主講人：Minseok Choi，Assistant Professor at Pohang University of Science and Technology

時(shí)間：2025年12月12日14:00

地點(diǎn)：徐匯校區(qū)三號(hào)樓332室

舉辦單位：數(shù)理學(xué)院

主講人介紹：Minseok Choi received his B.S. and M.S. degrees from Seoul National University, South Korea, and his Ph.D. in Applied Mathematics from Brown University, USA. He was a Postdoctoral Researcher at Princeton University before joining Pohang University of Science and Technology (POSTECH), where he is currently an assistant professor of mathematics. He also serves as the Vice President of the East Asia Society for Industrial and Applied Mathematics (EASIAM). His research focuses on scientific machine learning, uncertainty quantification, and applied mathematics.
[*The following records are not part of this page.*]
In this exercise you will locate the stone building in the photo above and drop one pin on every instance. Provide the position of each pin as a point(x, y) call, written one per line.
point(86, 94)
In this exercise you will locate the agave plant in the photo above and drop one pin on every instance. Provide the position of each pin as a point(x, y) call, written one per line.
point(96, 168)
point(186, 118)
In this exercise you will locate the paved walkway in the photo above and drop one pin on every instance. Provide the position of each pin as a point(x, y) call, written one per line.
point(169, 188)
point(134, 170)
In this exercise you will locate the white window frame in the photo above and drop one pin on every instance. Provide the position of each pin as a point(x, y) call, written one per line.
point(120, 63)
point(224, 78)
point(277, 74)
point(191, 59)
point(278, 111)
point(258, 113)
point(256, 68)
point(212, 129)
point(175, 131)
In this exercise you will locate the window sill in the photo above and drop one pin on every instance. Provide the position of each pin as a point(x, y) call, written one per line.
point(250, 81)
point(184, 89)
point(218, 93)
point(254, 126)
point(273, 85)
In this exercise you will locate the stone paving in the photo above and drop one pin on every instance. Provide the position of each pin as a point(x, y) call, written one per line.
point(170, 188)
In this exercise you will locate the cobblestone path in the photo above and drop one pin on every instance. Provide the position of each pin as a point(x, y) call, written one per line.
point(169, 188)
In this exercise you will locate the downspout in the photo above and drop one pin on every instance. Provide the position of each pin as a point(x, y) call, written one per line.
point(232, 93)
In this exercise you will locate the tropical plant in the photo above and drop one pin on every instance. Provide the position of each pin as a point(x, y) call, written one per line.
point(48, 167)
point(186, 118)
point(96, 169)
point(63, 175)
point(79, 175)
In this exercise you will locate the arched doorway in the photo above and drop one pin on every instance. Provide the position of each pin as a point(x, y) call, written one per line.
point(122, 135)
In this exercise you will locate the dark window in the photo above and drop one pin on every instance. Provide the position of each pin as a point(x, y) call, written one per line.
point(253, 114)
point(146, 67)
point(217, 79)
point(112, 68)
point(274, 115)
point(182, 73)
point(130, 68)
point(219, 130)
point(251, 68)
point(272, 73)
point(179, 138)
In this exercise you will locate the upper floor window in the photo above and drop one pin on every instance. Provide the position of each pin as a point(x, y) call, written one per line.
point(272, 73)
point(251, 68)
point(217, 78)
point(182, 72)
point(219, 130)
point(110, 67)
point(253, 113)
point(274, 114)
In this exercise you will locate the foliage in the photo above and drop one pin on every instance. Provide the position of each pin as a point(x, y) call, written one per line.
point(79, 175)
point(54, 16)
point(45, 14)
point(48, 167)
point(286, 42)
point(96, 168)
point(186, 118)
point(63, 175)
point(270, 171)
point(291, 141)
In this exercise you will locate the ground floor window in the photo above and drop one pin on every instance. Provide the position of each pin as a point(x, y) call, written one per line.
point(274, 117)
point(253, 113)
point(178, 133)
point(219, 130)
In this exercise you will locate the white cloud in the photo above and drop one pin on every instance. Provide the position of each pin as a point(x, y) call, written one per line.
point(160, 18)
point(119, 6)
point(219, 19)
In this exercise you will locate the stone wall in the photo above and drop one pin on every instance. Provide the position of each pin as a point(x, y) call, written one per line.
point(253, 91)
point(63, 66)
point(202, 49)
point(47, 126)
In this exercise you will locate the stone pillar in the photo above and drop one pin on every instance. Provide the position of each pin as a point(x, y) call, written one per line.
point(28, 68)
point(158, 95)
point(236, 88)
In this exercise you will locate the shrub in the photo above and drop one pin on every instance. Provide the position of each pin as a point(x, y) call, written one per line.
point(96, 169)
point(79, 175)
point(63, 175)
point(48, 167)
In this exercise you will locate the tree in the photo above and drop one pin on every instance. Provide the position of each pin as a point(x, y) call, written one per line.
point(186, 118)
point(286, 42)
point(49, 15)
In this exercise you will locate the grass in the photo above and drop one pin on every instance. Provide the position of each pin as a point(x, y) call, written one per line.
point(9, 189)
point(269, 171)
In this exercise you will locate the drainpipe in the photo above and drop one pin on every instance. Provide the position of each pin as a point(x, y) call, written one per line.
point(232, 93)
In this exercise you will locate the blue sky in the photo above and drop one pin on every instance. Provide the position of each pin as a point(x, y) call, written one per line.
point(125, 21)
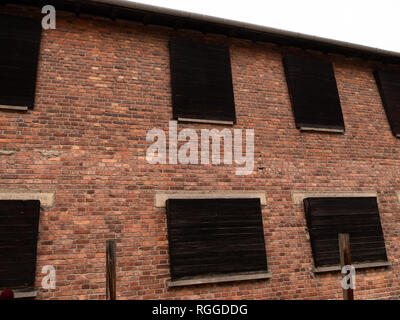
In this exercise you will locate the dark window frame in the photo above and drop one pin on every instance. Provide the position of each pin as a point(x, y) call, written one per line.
point(202, 92)
point(17, 235)
point(19, 61)
point(303, 72)
point(226, 273)
point(322, 210)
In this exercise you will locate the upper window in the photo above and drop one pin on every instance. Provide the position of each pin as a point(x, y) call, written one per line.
point(314, 95)
point(201, 81)
point(389, 88)
point(210, 237)
point(359, 217)
point(19, 222)
point(20, 41)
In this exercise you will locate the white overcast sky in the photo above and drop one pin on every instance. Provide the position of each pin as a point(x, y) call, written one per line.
point(371, 23)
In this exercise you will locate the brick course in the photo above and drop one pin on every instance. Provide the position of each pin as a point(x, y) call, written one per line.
point(102, 85)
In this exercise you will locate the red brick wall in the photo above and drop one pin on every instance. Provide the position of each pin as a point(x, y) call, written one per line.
point(102, 85)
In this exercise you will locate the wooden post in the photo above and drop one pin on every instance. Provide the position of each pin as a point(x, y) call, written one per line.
point(111, 285)
point(345, 260)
內(nèi)容介紹：Deep learning has emerged as a promising paradigm for solving partial differential equations (PDEs), yet standard approaches often struggle with data scarcity, extrapolation, and long-time integration stability. In this seminar, we present two distinct strategies to address these challenges by embedding physical structure and temporal causality into the learning process.
First, we introduce the Physics-Informed Laplace Neural Operator (PILNO). While purely data-driven operators like the Laplace Neural Operator (LNO) or Fourier Neural Operator (FNO) or DeepONet are powerful, they require vast datasets and generalize poorly to out-of-distribution inputs. By directly integrating governing physical laws into the LNO framework, PILNO significantly reduces data dependency and enhances extrapolation capabilities, proving effective even in small-data regimes.
Second, we discuss Causality-Enforced Evolutional Networks (CEENs) for solving time-dependent PDEs. Standard Physics-Informed Neural Networks (PINNs) frequently fail in long-time integration due to a lack of temporal causality, leading to biased optimization. We propose a novel sequential training framework based on domain decomposition that strictly enforces temporal causality. This approach not only enables accurate long-time simulations where original PINNs fail but also improves computational efficiency through parallelization.
Together, these methods demonstrate how incorporating physical and causal inductive biases can lead to more robust, accurate, and data-efficient neural PDE solvers.